SJF
- Founded: 1901
- Headquarters: Stockholm, Sweden
- Location: Sweden;
- Members: 19,000
- Affiliations: TCO, IFJ
- Website: www.sjf.se

= Swedish Union of Journalists =

Trade union in Sweden

The Swedish Union of Journalists (Journalistförbundet, SJF) is a trade union in Sweden. It is affiliated with the Swedish Confederation of Professional Employees and the International Federation of Journalists (IFJ).

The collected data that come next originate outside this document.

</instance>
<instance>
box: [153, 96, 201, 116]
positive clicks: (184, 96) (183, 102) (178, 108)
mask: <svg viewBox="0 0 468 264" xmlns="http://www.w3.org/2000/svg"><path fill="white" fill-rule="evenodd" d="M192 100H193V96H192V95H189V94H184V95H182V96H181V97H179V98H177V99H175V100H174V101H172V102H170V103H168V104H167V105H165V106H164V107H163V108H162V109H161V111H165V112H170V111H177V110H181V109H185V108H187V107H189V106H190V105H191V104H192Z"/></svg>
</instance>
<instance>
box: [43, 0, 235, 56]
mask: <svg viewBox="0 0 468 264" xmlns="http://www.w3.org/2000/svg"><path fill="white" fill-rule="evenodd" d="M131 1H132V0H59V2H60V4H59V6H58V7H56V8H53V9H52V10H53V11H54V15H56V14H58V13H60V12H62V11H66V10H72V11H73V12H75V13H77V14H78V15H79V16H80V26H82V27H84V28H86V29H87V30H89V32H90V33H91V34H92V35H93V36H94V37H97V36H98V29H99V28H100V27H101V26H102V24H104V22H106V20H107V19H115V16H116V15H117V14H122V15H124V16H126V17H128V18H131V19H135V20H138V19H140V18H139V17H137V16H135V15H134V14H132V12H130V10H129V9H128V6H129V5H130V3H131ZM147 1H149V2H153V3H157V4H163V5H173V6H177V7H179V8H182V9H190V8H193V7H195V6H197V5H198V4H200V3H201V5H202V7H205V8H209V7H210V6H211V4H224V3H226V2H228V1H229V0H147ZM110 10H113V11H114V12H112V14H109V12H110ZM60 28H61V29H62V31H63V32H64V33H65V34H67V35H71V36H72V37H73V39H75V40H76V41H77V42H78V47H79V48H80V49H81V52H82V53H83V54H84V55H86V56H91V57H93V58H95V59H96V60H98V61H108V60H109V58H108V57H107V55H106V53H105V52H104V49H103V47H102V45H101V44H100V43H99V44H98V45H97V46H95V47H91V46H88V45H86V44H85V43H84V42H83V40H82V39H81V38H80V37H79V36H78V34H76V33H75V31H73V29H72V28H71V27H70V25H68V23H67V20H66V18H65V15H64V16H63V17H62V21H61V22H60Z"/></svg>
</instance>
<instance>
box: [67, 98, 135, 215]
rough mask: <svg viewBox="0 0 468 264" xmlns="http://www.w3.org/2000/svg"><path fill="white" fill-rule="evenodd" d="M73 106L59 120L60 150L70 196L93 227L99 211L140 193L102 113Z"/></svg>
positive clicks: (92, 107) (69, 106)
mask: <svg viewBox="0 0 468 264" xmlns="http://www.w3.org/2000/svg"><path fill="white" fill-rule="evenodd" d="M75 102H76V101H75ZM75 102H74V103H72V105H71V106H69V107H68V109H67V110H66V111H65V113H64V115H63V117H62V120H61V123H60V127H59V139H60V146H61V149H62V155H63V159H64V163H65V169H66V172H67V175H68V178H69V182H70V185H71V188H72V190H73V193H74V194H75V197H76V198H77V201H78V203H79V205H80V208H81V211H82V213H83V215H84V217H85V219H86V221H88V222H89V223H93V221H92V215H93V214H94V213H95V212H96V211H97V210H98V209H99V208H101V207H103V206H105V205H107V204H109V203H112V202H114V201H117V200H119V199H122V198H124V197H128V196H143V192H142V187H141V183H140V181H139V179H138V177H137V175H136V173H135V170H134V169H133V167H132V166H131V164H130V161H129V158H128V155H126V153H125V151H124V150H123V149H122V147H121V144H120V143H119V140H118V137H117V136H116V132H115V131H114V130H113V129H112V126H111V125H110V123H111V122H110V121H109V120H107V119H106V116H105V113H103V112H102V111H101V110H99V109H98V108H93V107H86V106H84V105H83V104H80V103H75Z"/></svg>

In January 2023, the SFJ considered withdrawing from the IFJ due to disagreements over the role of Russian Union of Journalists (RUJ) following the invasion of Ukraine and that union's membership in the IFJ. While a number of Nordic unions did withdraw, the SFJ chose to remain affiliated to the IFJ due to the RUJ's suspension from the IFJ and need to maintain international linkages.

==Membership==

The SJF has a membership of more than 19 000 members:
- 8,000 work at daily newspapers
- 2,300 at public radio and television
- 1,800 as freelancers
- 900 as information officers or editors of small membership papers
- 800 with magazines
- 500 with private commercial audiovisual companies
- 400 with political or specialized reviews
1,700 are retired members, 700 are students in journalism, and an additional 1,000 are unemployed.